Written by Christopher J. Wilkinson
When liberty becomes the enemy of the state, you have a serious problem. Canada has a serious problem. The Trudeau formula seems to be that if you have an unhealthily large ego and can’t get what you want done in politics through democratic and peaceful means, debauch the law and use the classic combination of media manipulation and state overreach to force your will into reality while censoring opposing voices and denouncing good in anti-human propagandistic messages.
The global influence of the Freedom Convoy cannot be understated or underestimated. As participants in the M5 equivalent have identified, the impetus has been to protest the state-induced erosion of freedom, choice, and rights in the face of governments hell bent on practicing and preaching oppression. Vaccination mandates are wrong. No state should hold such supremacy over the citizenry of any country. Vaccination is a personal choice. The truckers have every right to refuse.

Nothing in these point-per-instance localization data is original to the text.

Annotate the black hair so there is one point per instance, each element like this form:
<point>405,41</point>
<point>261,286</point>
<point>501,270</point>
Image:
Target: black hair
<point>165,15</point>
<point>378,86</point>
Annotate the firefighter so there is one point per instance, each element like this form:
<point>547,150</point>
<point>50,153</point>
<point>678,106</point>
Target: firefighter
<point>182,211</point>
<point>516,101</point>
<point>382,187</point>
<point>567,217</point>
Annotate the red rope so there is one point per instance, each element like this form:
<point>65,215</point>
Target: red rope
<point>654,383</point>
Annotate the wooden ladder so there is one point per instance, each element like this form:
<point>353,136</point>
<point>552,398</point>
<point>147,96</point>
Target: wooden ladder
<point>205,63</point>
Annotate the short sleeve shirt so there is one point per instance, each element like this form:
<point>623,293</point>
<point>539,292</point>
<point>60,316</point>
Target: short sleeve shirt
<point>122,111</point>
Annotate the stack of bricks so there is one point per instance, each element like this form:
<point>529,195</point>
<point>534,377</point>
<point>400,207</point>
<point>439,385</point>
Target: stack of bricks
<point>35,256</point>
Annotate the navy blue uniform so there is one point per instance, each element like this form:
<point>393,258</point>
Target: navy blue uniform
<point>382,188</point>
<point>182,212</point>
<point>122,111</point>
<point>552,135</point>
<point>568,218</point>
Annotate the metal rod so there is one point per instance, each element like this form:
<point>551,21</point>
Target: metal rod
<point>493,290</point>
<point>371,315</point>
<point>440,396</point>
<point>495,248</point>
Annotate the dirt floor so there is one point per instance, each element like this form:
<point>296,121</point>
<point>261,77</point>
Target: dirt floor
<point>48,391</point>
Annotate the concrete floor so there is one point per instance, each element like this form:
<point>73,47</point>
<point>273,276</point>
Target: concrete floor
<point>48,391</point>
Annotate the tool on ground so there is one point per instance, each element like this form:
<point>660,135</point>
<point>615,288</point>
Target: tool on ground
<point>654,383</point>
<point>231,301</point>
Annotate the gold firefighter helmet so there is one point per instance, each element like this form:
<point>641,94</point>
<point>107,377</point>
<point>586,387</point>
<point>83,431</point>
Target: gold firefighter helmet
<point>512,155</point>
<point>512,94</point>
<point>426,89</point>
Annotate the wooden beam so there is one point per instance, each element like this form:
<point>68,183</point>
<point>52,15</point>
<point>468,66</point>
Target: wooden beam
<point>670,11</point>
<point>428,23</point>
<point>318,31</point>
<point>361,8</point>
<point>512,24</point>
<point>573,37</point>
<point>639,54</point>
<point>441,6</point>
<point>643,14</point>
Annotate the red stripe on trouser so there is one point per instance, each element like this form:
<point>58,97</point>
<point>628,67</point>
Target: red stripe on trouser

The state has been at the very heart of the instability. The people, at large and by contrast, have comparatively been a rock of constancy. The more tyrannical the state’s actions become, the more observers can conclude their motivation is not to stop a virus but to control human behaviour. The empty ‘pandemic’ narrative may still be the scapegoat, but the mask is slipping further with every passing day. The British government, let alone Canada’s, has in recent months threatened job losses for those who refuse vaccination. Hundreds of individuals have been arrested by Ottowa Police. Thousands of individuals have been fined by Ottowa Police. The actions taken by the Trudeau regime run against natural rights; our inalienable objective rights as human beings existing beyond the subjectivity of law.
Spectators outraged by Trudeau’s actions can take comfort in the likelihood of a successful legal challenge since the Emergencies Act is subject to the Canadian Charter of Rights and Freedoms and the Canadian Bill of Rights. The latter explicitly identifies freedom of expression, freedom of peaceful assembly, and freedom of association as guaranteed rights. The characterisation of the Freedom Convoy by Trudeau as an ‘emergency’, complemented by unlawful use of Canada’s Emergencies Act 1988, is a despotic indictment. By a measure of his actions, Trudeau has failed the Oakes test – a mechanism used to ensure infringements of the Charter are objective and proportional in a ‘free and democratic society’. From an elementary search of one Freedom Convoy website, it can be deduced the motivation behind the organisation of these individuals is perfectly peaceful and legal.
If freedom were a worldwide religion, the hands of Canadian government would be soundly cut off for committing apostacy.